Emacspeak is a speech-subsystem for Emacs; it depends on an external Text-To-Speech (TTS) engine to produce speech. In 1994, Digital Equipment released what would turn out to be the last in the line of hardware DECTalk synthesizers, the DECTalk Express. This was essentially an Intel 386with 1mb of flash memory that ran a version of the DECTalk TTS software — to date, it still remains my favorite Text-To-Speech engine. At the time, I also had a software version of the same engine running on my DEC-Alpha workstation; the desire to use either a software or hardware solution to produce speech output defined the Emacspeak speech-server architecture.

I went to IBM Research in 1999; this coincided with IBM releasing a version of the Eloquennce TTS engine on Linux under the name ViaVoice Outloud. My colleague Jeffrey Sorenson implemented an early version of the Emacspeak speech-server for this engine using the OSS API; I later updated it to use the ALSA library while on a flight back to SFO from Boston in 2001. That is still the TTS engine that is speaking as I type this article on my laptop.

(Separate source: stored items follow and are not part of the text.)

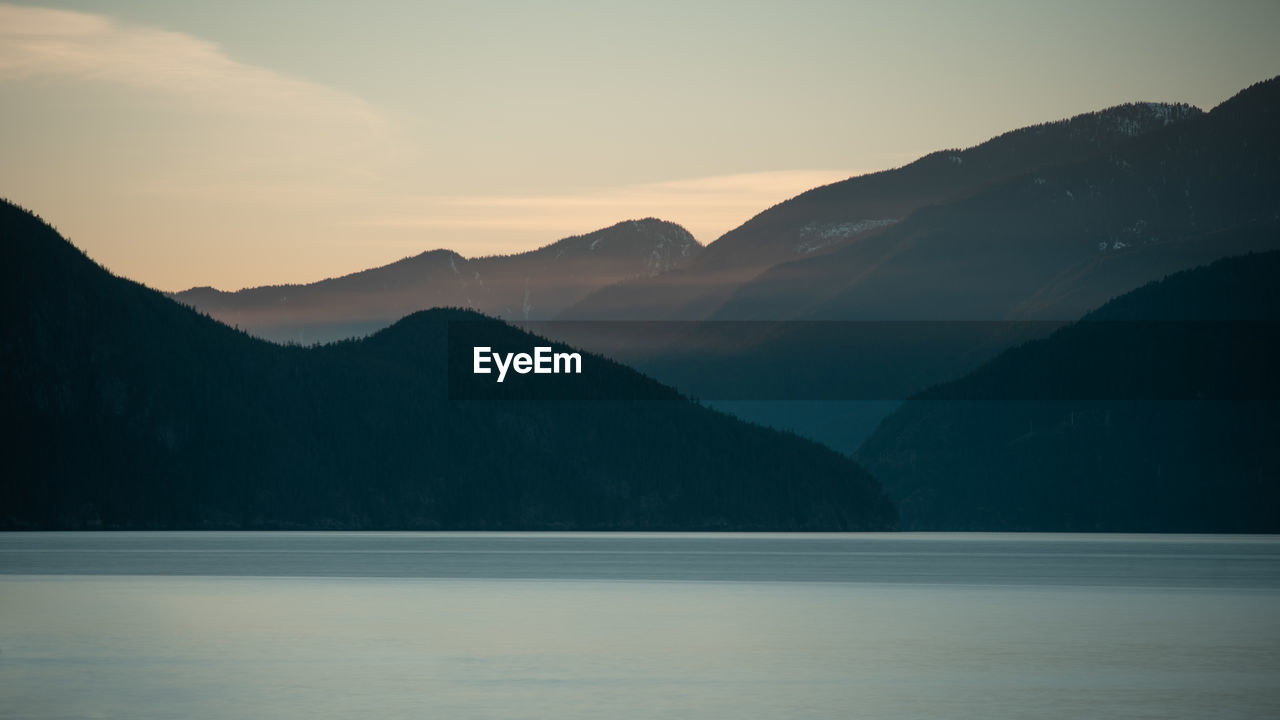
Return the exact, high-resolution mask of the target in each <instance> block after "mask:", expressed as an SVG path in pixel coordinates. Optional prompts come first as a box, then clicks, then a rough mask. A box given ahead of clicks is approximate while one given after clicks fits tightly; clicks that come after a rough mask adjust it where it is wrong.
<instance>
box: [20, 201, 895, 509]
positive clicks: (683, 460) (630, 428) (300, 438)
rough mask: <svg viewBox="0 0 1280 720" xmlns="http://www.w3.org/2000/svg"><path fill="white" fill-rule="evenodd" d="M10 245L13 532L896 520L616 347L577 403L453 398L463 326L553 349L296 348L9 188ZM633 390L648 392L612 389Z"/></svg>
mask: <svg viewBox="0 0 1280 720" xmlns="http://www.w3.org/2000/svg"><path fill="white" fill-rule="evenodd" d="M0 237H3V242H0V300H3V302H0V306H3V309H4V315H3V322H0V425H3V427H5V428H6V432H5V433H4V439H3V441H0V442H3V456H4V465H5V471H4V483H0V527H4V528H9V529H17V528H26V529H92V528H102V529H129V528H132V529H161V528H170V529H173V528H184V529H219V528H223V529H228V528H230V529H251V528H259V529H271V528H296V529H319V528H334V529H379V528H393V529H451V528H452V529H553V528H559V529H593V528H594V529H726V530H728V529H739V530H744V529H754V530H797V529H814V530H815V529H824V530H850V529H884V528H891V527H892V525H893V523H895V519H893V509H892V506H891V505H890V503H888V501H887V500H886V498H884V496H883V493H882V492H881V489H879V487H878V484H877V483H876V480H874V479H872V478H870V477H869V475H868V474H867V473H865V471H863V470H861V468H859V466H858V465H856V464H855V462H854V461H851V460H850V459H847V457H844V456H840V455H837V454H836V452H833V451H831V450H828V448H826V447H823V446H819V445H817V443H813V442H809V441H805V439H801V438H797V437H795V436H790V434H785V433H780V432H776V430H769V429H765V428H760V427H754V425H748V424H745V423H742V421H739V420H735V419H732V418H730V416H727V415H722V414H719V413H716V411H713V410H709V409H705V407H701V406H698V405H695V404H692V402H690V401H689V400H685V398H684V397H681V396H680V395H678V393H676V392H675V391H672V389H671V388H667V387H664V386H660V384H658V383H655V382H653V380H652V379H648V378H645V377H643V375H640V374H637V373H635V372H634V370H630V369H627V368H623V366H621V365H617V364H614V363H611V361H607V360H604V359H594V361H593V364H591V368H593V372H591V373H590V374H584V375H580V377H576V382H579V383H580V389H581V391H582V392H581V393H580V397H579V398H577V400H575V398H564V400H559V401H540V402H531V401H522V400H521V398H520V397H508V398H502V397H497V398H485V400H474V401H466V400H452V398H451V388H449V382H448V368H449V364H451V361H449V357H448V352H449V341H448V338H449V332H448V331H449V327H451V325H456V324H468V327H470V325H474V324H475V323H480V324H483V325H484V327H485V328H488V331H486V332H488V337H489V342H492V343H493V345H494V346H518V347H526V348H529V347H532V346H534V345H541V343H547V341H543V340H540V338H535V337H532V336H529V334H526V333H522V332H520V331H517V329H515V328H511V327H508V325H506V324H502V323H499V322H497V320H492V319H486V318H485V316H483V315H479V314H476V313H474V311H470V310H447V309H442V310H429V311H420V313H415V314H411V315H408V316H406V318H403V319H401V320H398V322H397V323H396V324H394V325H392V327H390V328H387V329H384V331H381V332H378V333H375V334H374V336H371V337H367V338H364V340H358V341H347V342H339V343H332V345H326V346H323V347H306V348H305V347H298V346H280V345H275V343H271V342H266V341H262V340H257V338H253V337H250V336H248V334H246V333H244V332H238V331H236V329H232V328H229V327H227V325H224V324H221V323H218V322H215V320H212V319H211V318H209V316H206V315H201V314H198V313H196V311H193V310H191V309H189V307H184V306H182V305H179V304H178V302H174V301H173V300H170V299H168V297H165V296H164V295H161V293H159V292H156V291H152V290H148V288H146V287H142V286H140V284H137V283H133V282H129V281H125V279H122V278H116V277H114V275H111V274H110V273H108V272H106V270H105V269H102V268H100V266H99V265H96V264H95V263H92V261H91V260H90V259H88V258H86V256H84V255H83V254H82V252H81V251H78V250H77V249H76V247H73V246H72V245H70V243H69V242H67V241H65V240H63V238H61V237H60V236H58V233H56V232H55V231H52V229H51V228H50V227H49V225H46V224H44V223H42V222H41V220H40V219H38V218H36V217H35V215H32V214H29V213H27V211H24V210H22V209H19V208H17V206H14V205H10V204H8V202H4V204H0ZM547 345H550V343H547ZM454 350H458V348H454ZM562 350H567V348H562ZM461 351H462V352H465V354H467V352H470V348H462V350H461ZM593 388H595V389H593ZM618 388H630V392H628V393H627V396H626V397H623V398H614V400H609V398H608V397H609V396H611V393H614V395H613V397H616V391H617V389H618ZM596 391H599V392H596ZM595 396H600V397H602V398H600V400H591V397H595Z"/></svg>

20 years on, TTS continues to be the weakest link on Linux; the best available solution in terms of quality continues to be the Linux port of Eloquence TTS available from Voxin in Europe for a small price. Looking back across 20 years, the state of TTS on Linux in particular and across all platforms in general continues to be a disappointment; most of today’s newer TTS engines are geared toward mainstream use-cases where naturalness of the voice tends to supersede intelligibility at higher speech-rates. Ironically, modern TTS engines also give applications far less control over the generated output — as a case in point, I implemented Audio System For Technical Readings (AsTeR) in 1994 using the DECTalk; 20 years later, we implemented MathML support in ChromeVox using Google TTS. In 2013, it turned out to be difficult or impossible to implement the type of audio renderings that were possible with the admittedly less-natural sounding DECTalk!